TechFlowの報道によると、Unchainedが7月10日に公開した最新インタビューで、「なぜCoinbaseは直接上場を選んだのか」という質問に対し、『Fortune』誌の上級記者ジェフ・ロバーツ(Jeff Roberts)氏は、「多くの初期投資家が現金化を望んでいた。公衆に株式を売却すれば現金化できるのは明らかであり、だからSpotifyも直接上場を選んだのだ」と語った。
ジェフ・ロバーツ氏はまた、「これはウォール街に対する一種の反発でもある。弁護士や銀行関係者たちはIPOによって収益を得ているからだ」と指摘したうえで、「直接株式を売却することで、内部関係者全員が富を得ることになる」と述べた。

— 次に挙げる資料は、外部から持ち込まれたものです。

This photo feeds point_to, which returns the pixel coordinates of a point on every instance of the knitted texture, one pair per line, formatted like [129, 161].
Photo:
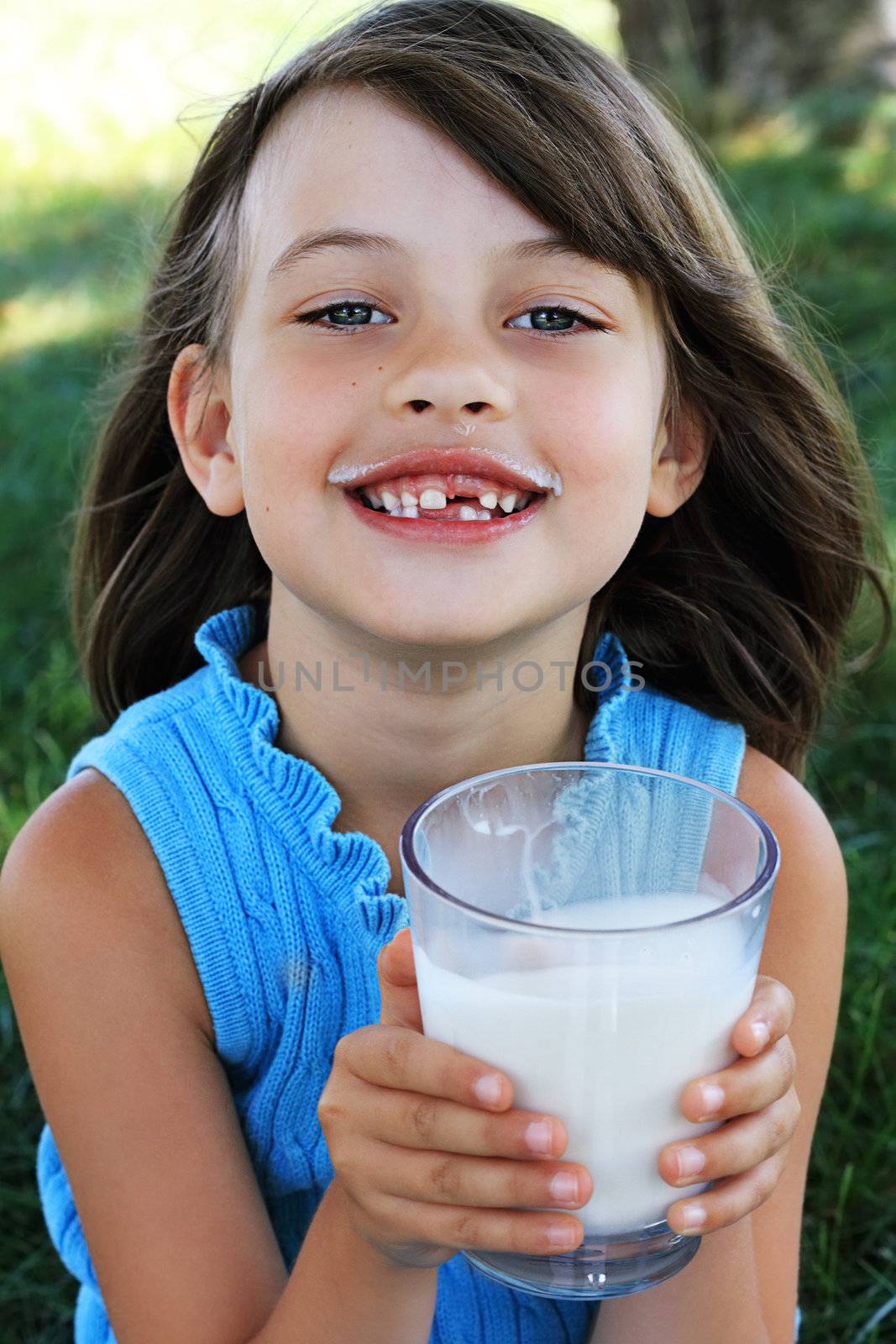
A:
[285, 918]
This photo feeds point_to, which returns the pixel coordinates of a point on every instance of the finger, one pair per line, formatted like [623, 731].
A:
[745, 1086]
[399, 999]
[479, 1229]
[396, 1057]
[734, 1148]
[411, 1120]
[772, 1011]
[483, 1182]
[730, 1200]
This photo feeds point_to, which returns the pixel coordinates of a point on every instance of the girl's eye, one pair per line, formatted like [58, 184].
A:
[347, 311]
[557, 313]
[347, 308]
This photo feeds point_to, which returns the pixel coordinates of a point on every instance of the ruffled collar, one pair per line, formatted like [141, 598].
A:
[301, 801]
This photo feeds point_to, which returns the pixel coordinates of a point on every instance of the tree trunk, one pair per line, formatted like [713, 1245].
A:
[741, 57]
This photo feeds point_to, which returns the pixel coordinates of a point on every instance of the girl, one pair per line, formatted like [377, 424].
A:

TechFlowが把握したところでは、直接上場(DPO)は新規株式公開(IPO)の代替手段の一つであり、投資銀行と協力して新株を引き受けることも、資金調達を行うこともなく、従業員や投資家の保有権益を株式に変換し、取引所に上場させる方式である。
直接上場では新株を発行しないため、引き受け手配(アンダーライティング)が不要であり、株式の希薄化も生じない。
上場後、一般投資家は株式を購入でき、既存の投資家もいつでも自由に売却可能であり、伝統的なIPOのようなロックアップ期間(DPOには存在しない)に縛られない。SpotifyやSlackが取引所に上場する際に、従来の上場手続きを経ずに選択した事例である。